Stratum‐Confined Solid‐State Reaction (SC‐SSR) toward Colloidal Silicon‐Based Hollow Nanostructures for Bioapplications

Abstract

Abstract Silicon nanostructures (SiNSs) can provide multifaceted bioapplications; but preserving their subhundred nm size during high‐temperature silica‐to‐silicon conversion is the major bottleneck. The SC‐SSR utilizes an interior metal‐silicide stratum space at a predetermined radial distance inside silica nanosphere to guide the magnesiothermic reduction reaction (MTR)‐mediated synthesis of hollow and porous SiNSs. In depth mechanistic study explores solid‐to‐hollow transformation encompassing predefined radial boundary through the participation of metal‐silicide species directing the in‐situ formed Si‐phase accumulation within the narrow stratum.
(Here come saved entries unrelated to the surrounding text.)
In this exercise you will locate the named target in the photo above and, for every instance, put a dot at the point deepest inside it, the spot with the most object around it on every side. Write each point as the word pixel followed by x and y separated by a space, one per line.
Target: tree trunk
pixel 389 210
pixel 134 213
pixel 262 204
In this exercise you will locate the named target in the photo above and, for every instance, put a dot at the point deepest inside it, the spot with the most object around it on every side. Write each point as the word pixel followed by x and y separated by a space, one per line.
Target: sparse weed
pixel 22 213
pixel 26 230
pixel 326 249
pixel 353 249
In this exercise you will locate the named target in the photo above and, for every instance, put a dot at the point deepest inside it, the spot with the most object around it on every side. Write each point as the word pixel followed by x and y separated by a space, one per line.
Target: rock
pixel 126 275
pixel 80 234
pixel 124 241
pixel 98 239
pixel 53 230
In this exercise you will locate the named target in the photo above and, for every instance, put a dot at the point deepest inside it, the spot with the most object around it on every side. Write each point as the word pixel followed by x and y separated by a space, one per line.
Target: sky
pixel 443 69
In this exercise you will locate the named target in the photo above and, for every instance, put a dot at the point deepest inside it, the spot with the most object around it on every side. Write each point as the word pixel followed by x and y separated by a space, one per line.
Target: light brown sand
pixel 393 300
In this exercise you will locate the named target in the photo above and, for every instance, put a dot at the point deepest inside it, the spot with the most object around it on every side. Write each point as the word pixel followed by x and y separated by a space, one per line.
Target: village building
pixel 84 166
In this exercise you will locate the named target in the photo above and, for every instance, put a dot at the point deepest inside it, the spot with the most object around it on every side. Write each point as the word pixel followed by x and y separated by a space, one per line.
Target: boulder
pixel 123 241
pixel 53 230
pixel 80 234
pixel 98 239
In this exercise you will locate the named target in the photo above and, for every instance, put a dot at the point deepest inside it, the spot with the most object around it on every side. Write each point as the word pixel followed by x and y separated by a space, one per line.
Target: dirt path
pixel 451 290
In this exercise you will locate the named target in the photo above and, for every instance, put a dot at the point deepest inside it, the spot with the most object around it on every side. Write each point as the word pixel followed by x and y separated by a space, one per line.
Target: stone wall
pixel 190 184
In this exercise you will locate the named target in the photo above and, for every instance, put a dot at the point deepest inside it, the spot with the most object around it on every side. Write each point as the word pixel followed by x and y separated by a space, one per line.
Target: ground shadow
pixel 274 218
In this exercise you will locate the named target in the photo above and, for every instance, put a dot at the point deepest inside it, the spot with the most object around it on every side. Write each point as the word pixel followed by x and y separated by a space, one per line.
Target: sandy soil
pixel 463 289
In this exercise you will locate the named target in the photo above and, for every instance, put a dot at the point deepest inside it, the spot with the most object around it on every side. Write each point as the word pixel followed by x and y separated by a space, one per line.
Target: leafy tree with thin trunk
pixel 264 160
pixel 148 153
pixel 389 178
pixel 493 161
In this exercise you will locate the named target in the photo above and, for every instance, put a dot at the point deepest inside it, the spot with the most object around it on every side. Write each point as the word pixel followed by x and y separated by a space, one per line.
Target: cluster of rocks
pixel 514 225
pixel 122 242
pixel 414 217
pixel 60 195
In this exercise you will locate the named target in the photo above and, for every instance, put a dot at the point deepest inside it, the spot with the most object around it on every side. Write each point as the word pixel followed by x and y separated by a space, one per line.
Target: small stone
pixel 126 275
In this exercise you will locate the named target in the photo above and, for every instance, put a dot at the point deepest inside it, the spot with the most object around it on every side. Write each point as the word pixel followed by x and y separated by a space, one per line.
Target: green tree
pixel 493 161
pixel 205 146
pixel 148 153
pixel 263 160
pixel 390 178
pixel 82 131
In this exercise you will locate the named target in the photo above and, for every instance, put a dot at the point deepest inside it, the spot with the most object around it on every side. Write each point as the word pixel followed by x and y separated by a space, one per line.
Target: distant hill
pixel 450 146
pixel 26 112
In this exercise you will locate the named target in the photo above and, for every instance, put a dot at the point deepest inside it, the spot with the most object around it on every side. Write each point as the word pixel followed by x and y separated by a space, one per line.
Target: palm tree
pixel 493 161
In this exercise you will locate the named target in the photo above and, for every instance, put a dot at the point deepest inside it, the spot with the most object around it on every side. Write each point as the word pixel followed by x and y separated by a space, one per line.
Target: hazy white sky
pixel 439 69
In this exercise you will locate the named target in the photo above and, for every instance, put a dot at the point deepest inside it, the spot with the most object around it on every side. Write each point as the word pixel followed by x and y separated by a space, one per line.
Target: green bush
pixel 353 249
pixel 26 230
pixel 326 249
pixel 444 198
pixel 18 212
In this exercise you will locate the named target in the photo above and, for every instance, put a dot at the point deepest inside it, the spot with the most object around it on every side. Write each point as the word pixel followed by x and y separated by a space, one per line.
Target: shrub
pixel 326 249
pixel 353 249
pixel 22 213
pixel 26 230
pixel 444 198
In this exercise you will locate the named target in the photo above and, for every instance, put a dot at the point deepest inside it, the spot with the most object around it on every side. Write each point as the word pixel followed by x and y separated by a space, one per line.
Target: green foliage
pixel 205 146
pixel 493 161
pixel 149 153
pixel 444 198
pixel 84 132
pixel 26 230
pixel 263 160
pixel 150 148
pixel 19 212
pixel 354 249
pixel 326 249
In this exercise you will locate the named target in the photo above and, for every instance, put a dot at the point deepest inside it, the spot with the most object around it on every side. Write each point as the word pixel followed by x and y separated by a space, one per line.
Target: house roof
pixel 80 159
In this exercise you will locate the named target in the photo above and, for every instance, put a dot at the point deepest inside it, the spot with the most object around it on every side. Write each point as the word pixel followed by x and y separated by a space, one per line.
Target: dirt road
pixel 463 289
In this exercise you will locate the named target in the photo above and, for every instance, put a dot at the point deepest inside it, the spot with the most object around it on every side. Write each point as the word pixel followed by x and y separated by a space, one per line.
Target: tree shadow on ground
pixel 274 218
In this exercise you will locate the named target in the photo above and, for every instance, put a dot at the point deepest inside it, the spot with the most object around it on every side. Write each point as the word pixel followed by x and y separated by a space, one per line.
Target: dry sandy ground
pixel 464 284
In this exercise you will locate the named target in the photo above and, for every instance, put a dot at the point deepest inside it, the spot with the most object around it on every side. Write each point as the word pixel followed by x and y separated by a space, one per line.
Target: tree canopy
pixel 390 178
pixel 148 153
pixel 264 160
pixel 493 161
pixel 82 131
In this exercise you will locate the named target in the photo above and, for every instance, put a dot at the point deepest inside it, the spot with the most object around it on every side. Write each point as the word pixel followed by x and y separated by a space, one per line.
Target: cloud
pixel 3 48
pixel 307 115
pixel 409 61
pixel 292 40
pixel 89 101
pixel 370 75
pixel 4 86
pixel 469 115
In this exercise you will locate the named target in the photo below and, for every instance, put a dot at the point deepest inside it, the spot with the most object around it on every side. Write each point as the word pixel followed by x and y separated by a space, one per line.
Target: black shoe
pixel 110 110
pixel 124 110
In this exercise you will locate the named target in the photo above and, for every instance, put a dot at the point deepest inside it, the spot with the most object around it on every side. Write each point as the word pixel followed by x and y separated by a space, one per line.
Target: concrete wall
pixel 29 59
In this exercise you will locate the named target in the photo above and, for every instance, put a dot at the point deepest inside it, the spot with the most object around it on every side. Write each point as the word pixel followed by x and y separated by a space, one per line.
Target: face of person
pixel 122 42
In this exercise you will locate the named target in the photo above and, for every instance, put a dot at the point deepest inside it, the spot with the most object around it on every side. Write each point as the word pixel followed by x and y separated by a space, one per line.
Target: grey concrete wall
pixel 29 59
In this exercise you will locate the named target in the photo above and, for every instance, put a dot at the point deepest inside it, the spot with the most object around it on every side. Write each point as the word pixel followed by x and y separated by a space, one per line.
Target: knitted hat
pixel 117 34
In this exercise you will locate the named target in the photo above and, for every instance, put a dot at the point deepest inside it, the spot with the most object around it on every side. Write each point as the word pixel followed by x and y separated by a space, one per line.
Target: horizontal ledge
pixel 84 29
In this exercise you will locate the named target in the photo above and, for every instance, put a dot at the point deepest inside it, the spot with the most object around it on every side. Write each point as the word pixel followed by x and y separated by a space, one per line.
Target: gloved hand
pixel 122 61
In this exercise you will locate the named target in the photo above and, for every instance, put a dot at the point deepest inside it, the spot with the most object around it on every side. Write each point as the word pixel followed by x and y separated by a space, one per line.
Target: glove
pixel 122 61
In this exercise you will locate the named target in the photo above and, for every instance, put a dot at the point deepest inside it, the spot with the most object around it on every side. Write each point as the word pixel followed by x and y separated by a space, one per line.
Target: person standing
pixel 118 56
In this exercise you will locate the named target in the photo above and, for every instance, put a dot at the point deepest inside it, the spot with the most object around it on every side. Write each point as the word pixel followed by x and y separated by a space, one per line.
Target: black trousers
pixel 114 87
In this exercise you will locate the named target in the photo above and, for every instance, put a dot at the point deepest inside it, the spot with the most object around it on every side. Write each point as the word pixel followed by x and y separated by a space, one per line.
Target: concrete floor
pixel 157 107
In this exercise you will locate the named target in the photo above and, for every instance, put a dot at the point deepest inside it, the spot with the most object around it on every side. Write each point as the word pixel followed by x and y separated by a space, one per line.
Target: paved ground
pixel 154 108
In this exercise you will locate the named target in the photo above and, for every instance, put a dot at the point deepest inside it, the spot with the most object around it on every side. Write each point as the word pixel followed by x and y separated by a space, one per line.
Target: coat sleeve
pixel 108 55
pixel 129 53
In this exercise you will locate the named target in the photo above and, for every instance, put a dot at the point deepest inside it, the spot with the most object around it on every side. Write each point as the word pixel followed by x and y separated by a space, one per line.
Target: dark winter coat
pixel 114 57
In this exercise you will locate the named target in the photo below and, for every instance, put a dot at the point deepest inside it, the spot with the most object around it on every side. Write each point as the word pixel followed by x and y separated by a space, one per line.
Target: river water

Evolving thin‐porous Si‐shell remains well protected by the in‐situ segregated MgO emerging as a protective cast against the heat‐induced deformation and interparticle sintering. Retrieved hydrophilic SiNSs (<100 nm) can be conveniently processed in different biomedia as colloidal solutions and endocytosized inside cells as photoluminescence (PL)‐based bioimaging probes. Inside the cell, rattle‐like SiNSs encapsulated with Pd nanocrystals can function as biorthogonal nanoreactors to catalyze intracellular synthesis of probe molecules through C‐C cross coupling reaction.